🤖 AI Summary
This work addresses the vulnerability of large language models to jailbreaking under adversarial prefix attacks, which stems from semantic representation degradation caused by superficial safety alignment. To mitigate this, the authors propose a two-stage causal GRPO framework (TSC-GRPO), which introduces causal identifiability into alignment training for the first time. By employing a causal intent probe to disentangle invariant intent from stylistic perturbations, and integrating group relative policy optimization with cumulative causal penalties during “bifurcated-path” training, the model internalizes causal awareness—learning that cumulative harmful tokens monotonically reduce reward, thereby enabling robust late-stage refusal. The proposed “intent pinning” mechanism effectively alleviates representation decay, significantly enhancing jailbreak resistance while preserving general capabilities.
📝 Abstract
Large Language Models remain vulnerable to adversarial prefix attacks (e.g., ``Sure, here is'') despite robust standard safety.

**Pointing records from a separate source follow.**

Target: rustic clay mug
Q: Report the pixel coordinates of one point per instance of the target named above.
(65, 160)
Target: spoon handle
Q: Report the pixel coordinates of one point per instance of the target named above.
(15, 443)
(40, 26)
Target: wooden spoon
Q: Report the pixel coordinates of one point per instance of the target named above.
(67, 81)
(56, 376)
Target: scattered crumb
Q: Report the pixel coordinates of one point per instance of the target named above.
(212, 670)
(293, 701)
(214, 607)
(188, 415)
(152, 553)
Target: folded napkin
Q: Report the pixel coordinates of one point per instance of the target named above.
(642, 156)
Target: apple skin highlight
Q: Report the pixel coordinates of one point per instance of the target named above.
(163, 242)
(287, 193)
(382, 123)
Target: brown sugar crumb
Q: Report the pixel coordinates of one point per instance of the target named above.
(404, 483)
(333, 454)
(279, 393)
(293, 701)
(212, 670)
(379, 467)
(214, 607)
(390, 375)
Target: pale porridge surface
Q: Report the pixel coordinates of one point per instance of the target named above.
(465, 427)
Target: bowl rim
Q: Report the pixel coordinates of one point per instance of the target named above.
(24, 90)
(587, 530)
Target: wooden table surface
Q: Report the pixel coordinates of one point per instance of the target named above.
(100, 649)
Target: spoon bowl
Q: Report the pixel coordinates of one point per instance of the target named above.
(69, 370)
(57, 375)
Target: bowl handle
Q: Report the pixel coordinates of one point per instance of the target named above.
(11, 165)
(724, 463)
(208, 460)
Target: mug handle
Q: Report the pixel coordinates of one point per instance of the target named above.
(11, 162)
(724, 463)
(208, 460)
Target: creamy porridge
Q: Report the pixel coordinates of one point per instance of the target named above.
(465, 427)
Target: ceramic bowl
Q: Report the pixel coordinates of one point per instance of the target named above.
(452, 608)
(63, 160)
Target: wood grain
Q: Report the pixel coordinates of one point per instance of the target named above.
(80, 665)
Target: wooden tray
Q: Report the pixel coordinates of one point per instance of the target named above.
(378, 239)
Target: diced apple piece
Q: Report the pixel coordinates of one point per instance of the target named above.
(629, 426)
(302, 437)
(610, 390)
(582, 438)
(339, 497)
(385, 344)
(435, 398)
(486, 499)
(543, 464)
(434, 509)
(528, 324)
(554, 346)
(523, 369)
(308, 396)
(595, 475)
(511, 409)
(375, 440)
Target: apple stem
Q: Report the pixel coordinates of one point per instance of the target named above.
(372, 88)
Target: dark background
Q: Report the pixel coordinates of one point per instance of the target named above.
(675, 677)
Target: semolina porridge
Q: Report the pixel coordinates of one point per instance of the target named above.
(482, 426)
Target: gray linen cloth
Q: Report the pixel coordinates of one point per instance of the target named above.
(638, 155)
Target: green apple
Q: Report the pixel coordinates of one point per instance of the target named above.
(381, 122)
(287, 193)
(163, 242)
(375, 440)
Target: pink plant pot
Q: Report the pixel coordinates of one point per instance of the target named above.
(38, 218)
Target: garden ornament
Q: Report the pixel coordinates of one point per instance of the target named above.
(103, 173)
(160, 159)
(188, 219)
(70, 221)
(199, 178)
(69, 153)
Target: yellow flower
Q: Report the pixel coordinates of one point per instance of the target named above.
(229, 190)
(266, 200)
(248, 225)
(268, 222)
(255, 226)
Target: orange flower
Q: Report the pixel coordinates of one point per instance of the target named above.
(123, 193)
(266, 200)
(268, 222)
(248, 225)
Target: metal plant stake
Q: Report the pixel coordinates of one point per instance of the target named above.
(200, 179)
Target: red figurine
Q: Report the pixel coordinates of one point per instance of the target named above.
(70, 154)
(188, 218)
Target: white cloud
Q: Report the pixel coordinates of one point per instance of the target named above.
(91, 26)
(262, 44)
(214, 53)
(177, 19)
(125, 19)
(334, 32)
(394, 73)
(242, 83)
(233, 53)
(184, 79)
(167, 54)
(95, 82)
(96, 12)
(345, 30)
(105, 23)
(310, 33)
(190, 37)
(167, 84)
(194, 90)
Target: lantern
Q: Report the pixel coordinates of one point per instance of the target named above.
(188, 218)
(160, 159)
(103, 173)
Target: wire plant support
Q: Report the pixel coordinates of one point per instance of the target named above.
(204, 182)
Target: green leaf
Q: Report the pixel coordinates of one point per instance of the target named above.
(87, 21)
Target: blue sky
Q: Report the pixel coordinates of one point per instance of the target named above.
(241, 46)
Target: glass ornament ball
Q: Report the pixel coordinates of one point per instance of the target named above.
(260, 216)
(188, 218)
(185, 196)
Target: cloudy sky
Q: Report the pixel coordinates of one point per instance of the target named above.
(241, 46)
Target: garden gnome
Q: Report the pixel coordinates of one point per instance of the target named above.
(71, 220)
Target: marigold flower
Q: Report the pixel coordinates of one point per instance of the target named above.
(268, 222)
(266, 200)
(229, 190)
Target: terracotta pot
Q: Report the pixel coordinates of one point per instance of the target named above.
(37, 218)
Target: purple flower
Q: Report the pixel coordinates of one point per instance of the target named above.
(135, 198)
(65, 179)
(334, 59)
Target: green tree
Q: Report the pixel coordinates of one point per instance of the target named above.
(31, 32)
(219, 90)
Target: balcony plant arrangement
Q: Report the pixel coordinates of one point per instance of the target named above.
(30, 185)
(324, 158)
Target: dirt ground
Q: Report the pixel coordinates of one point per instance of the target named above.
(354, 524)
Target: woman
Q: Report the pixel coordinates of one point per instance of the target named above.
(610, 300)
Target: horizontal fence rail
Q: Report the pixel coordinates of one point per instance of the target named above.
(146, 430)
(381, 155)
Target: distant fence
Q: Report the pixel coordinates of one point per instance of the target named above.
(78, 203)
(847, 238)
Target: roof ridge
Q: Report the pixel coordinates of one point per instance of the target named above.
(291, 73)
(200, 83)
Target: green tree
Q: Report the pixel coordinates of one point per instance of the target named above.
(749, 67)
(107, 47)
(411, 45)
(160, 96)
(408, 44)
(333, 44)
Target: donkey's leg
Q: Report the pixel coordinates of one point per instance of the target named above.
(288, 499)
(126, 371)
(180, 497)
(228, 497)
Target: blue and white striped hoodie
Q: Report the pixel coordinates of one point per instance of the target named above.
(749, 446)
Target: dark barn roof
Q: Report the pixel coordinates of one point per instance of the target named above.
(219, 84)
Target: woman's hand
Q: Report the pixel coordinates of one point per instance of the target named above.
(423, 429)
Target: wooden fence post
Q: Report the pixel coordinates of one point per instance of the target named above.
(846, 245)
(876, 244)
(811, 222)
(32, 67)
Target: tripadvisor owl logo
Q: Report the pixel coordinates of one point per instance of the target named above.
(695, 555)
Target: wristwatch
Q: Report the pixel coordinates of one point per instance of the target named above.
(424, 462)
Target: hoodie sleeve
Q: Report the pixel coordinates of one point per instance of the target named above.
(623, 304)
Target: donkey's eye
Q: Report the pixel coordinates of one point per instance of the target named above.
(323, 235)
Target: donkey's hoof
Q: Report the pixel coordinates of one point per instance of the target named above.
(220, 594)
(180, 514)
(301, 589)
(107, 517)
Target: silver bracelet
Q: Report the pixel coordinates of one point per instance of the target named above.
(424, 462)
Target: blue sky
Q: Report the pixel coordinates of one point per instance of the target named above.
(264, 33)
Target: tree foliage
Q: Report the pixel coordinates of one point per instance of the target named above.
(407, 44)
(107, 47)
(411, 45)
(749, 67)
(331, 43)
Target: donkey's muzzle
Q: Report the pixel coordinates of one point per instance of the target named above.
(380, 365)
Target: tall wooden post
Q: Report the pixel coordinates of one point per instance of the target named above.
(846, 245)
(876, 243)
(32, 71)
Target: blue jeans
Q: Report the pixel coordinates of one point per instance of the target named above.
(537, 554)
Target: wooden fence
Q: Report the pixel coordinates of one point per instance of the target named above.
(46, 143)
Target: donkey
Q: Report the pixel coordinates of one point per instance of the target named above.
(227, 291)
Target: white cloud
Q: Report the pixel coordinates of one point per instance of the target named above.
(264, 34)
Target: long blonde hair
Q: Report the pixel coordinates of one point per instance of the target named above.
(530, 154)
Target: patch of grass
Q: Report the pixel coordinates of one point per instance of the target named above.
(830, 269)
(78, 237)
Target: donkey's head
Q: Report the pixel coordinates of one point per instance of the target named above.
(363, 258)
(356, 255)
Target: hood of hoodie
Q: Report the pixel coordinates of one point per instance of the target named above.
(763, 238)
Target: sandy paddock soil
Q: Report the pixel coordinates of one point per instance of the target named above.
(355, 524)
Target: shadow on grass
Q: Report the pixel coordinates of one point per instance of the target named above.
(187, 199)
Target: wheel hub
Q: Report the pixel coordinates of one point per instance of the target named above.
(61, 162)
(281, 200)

We diagnose this vulnerability as Shallow Safety Alignment, stemming from a pathology we term semantic representation decay: as the model generates compliant prefixes, its internal malicious intent signal fades. To address this, we propose Two-Stage Causal-GRPO (TSC-GRPO), a framework designed to achieve intent pinning. First, grounded in causal identifiability theory, we train a causal intent probe to disentangle invariant intent from stylistic perturbations. Second, we internalize this causal awareness into the policy via Group Relative Policy Optimization. By employing a cumulative causal penalty within ``fork-in-the-road'' training scenarios, we force the model to learn that accumulating harmful tokens monotonically decreases reward, enabling robust late-stage refusals. Experiments show that TSC-GRPO significantly outperforms baselines in defending against jailbreak attacks while preserving general utility.